Of course one huge difference is in unemployment levels. Despite the recent rise in the US, unemployment is only two-thirds the European level. That certainly makes people miserable – the German lady in the picture is protesting that she is unemployed. But different levels of unemployment do not explain the differences in the rate of growth of living standards of the people in work.

What else? There are significant differences in labour productivity in the US and Europe, with the US generally higher. There are economies of scale in the US market that, as yet, the supposed single market in Europe has yet to achieve. There is, of course, a different approach to welfare spending – though you should note that while US taxation is much lower than European, US citizens have to set aside a larger proportion of their income to cover health insurance and college education. But the biggest differences of all are in the hours worked – typically 30 per cent more in the US, and the proportion of the potential workforce who are actually in jobs.

Here in Britain some people fret that we work longer hours than people on the Continent. That is true. But we also work much shorter hours than Americans. We occupy the mid-Atlantic position, with something close to the US work-week but with European-style holidays. But the proportion of people of working age in jobs is an equally important reason why European living standards are so far behind the US. The bottom graph shows how the gap has widened over the last 30 years. That graph is for the eurozone and there are very big differences between countries. The further north the higher is the participation rate, with Scandinavia at the top, the UK just below, Germany then France in the middle and Italy at the bottom. So the scope for harmonising is enormous.

If the new European governments could manage to increase labour participation rates this would generate very large increases in living standards. Not only would there be fewer dependents; there would be increases in tax revenues.

Suddenly, Europe's fraught fiscal arithmetic would begin to look more manageable. Tax rates could come down without any cuts in spending, for the more people there are at work, the less each has to pay in taxation to fund the government. (That, by the way, is how Scandinavia manages to fund its enormously expensive welfare system: everybody works.)
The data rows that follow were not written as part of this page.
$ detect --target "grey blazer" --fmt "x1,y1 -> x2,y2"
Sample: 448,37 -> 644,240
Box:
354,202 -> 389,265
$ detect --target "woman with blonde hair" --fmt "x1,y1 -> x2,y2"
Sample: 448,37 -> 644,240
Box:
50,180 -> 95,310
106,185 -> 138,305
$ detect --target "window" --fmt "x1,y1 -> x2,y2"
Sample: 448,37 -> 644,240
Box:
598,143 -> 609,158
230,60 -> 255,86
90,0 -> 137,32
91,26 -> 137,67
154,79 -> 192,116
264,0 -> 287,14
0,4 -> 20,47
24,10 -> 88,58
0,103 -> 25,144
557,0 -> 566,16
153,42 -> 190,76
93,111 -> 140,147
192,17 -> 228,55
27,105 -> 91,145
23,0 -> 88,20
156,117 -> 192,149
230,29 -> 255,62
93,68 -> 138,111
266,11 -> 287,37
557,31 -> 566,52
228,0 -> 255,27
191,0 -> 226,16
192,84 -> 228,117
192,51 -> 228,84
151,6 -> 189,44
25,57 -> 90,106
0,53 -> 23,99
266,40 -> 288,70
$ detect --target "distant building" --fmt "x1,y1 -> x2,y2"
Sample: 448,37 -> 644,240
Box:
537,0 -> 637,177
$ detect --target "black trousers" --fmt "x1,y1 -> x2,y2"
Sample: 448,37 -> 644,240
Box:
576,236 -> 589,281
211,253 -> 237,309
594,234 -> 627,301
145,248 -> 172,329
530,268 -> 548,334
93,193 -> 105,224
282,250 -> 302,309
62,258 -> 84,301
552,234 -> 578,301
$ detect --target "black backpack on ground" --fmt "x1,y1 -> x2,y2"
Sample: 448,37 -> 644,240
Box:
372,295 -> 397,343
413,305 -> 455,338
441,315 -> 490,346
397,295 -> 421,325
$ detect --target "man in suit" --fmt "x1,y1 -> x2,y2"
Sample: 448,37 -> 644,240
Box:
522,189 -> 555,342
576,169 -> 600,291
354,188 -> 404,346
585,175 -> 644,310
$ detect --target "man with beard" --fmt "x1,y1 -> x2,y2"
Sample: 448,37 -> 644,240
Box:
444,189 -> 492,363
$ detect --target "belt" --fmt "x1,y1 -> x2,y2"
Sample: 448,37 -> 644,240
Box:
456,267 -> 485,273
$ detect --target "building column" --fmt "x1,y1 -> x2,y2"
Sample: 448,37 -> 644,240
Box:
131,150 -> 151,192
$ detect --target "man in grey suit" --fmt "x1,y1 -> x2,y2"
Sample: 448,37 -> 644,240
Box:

There is a further obvious benefit. If tax rates on workers come down, more people are likely to be pulled into the labour market and more people would choose to take their compensation in the form of pay (which is taxed) instead of leisure (which is not). That further boosts tax revenues, and allows further cuts in tax rates or improvements in services.

There, in short, is the agenda that the new political leaders of Europe may choose to adopt: to establish a virtuous circle of growth. If they do, Europe will start to look much more competitive vis-à-vis the US and, I suspect, European workers will become more content.

Will this happen? I have two reasons for believing that it will. The first is that the need to increase labour force participation was already widely recognised by the centre-left elite. They just didn't know how to promote it: the numbers were creeping up but far too slowly. The second is that the new centre-right leaders have to do so something or they too will be ejected. Waiting for the euro to promote greater efficiency will take too long and in any case the "one-size-fits-all" interest rate is already causing serious difficulties in Germany, Europe's largest economy.

If fear of being outclassed by the US has not forced Europe's politicians to change policy, fear of being kicked out of office may do the trick.